Dow Jones Industrial Average failed to recover from the bearish momentum that has been pushing the index down since February 7, 2018, as the market closed at 25,053 on Monday. DJI, which had been climbing progressively since 22,686, managed to grow 2,725 points to reach 25,411 between January 3 and February 5, 2019, before falling prey to the bears again.
The Dow Jones Industrial Average was down by nearly 0.1% but continued to trade in a fairly tight intraday range. On February 11, the market opened at 25,142 and closed at 25,053.
Nike [NKE] was one of the stocks which performed well in Dow Jones, adding up more than 1% to its price over the day. Nike will soon be reaching a conventional entry of 86.14 as the graph is seen to be on the right side of a cup-shaped base.

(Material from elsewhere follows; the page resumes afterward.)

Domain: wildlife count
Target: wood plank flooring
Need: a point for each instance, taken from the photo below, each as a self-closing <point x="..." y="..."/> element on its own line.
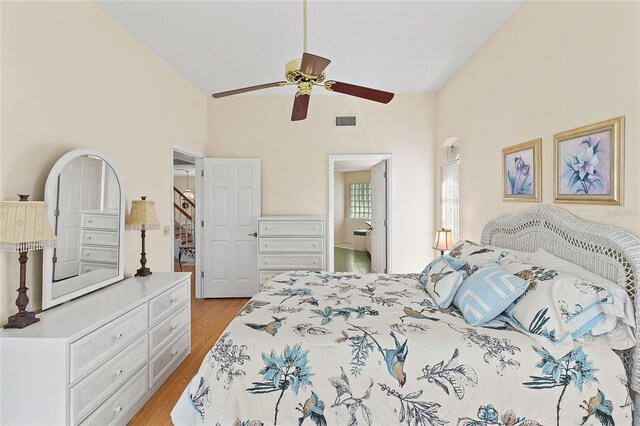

Five Below [FIVE], which was seen forming a deep cup-type base with the 136.23 entry, Shopify [SHOP], and Chipotle Mexican Grill [CMG] are all slated to see major price movements in the coming days according to technicals.
The speculation and fear over how the market will be affected by the US-China trade standoff are rumored to be the cause of the sudden mild plunge of the index.
A Twitter user, Paola Jemeniz, commented on the market position:
“Amazon, Microsoft boost Nasdaq; Exxon drags on S&P: (Reuters) – Amazon and Microsoft pushed the Nasdaq higher on Friday, but weak reports from Exxon and other energy companies capped gains on the S&P 500 and the Dow Jones Industrial index.”